The CSV data source adapter allows to query CSV files as relational tables. Please make sure that the first line of your CSV files contain a header according to the specification bellow. The adapter supports multiple CSV files. Every file is represented as a table using the filename as table name. Make sure that the file name contains no spaces. The adapter also supports files compressed using gzip. The file name must either end with .csv or .csv.gz.

The CSV adapter is read-only. DML queries are not supported. The content of the file can be changed in the background as long as the schema (number of columns and there type) is not changed.

The first column is taken as primary key. Therefore, it may only contain unique values. Please notice that the CSV adapter does not support null values.

Adapter Settings

The CSV adapter has two settings:

SettingDescription
directoryThe location of the directory containing the CSV files.
maxStringLengthWhich length (number of characters including whitespace) should be used for the varchar columns. Make sure this is equal or larger than your longest string in any of the columns.

File Header

The first line of the CSV file needs to contain a header specifying the name and data type of every column. The column name and the data type need to be separated by a colon:

id:int,name:string

Supported Data Types

The CSV adapter supports the following data types:

TypeDescription
booleanAllowed values: true, false, 0 and 1.
dateFormat: yyyy-mm-dd
doubleFloating point number using a ‘.’ (dot) as decimal separator. Mapped to the data type DOUBLE (8 bytes, IEEE 754).
floatFloating point number using a ‘.’ (dot) as decimal separator.
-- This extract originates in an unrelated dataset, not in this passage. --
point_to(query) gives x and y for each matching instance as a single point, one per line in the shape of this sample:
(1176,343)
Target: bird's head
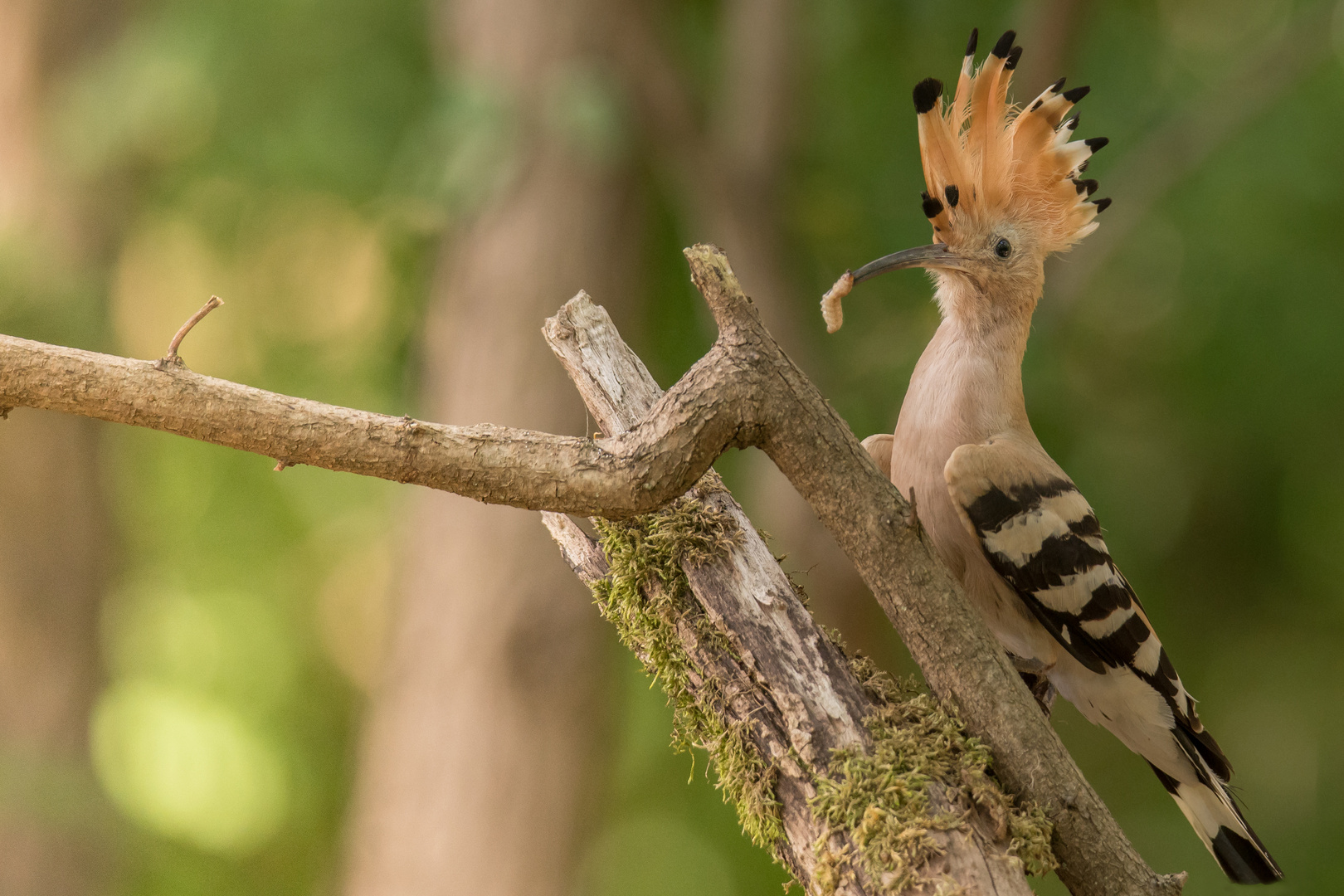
(1004,188)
Mapped to the data type REAL (4 bytes, IEEE 754).
intInteger number in the range -2,147,483,648 to 2,147,483,647.
longInteger number in the range -9,223,372,036,854,775,808 to 9,223,372,036,854,775,807. Mapped to the data type BIGINT
stringString (can contain letters, numbers, and special characters). Wrapped in double quotes if containing commas. Mapped to a VARCHAR. Length can be specified using the adapter parameter maxStringLength.
timeFormat: hh:mm:ss No support for fractional seconds.
timestampFormat: yyyy-mm-dd hh:mm:ss No support for fractional seconds.

Example

id:long,name:string,level:int,birthday:date,fulltime:boolean,start:time,last_update:timestamp,tfloat:float,tdouble:double
1,Alice,9,1992-11-14,true,08:00:00,2021-01-30 13:30:04+00:00,1.999,2.333
2,"Wurst, Hans",6,1989-08-01,0,08:15:00,2020-11-01 09:05:12.111,0.1,999.999999

Deployment

The adapter can either be deployed using the Polypheny-UI (Adapters -> Sources) or using the following SQL statement:

ALTER ADAPTERS ADD uniqueName USING 'org.polypheny.db.adapter.csv.CsvSource' WITH '{directory:"csvFolder",maxStringLength:"255"}'

Please make sure to adjust csvFolder and the maxStringLength according to your needs.

After successful deployment, all CSV files are mapped as a table in the public schema. The tables and columns can be renamed. Furthermore, columns can be reordered and dropped if they are not required (they are not deleted from the file). If you have changed your mind, dropped columns can be added again using the Polypheny-UI or this special SQL statement:

ALTER TABLE tableName ADD COLUMN physicalName AS name

physicalName referes to the name specified in the header of the CSV file.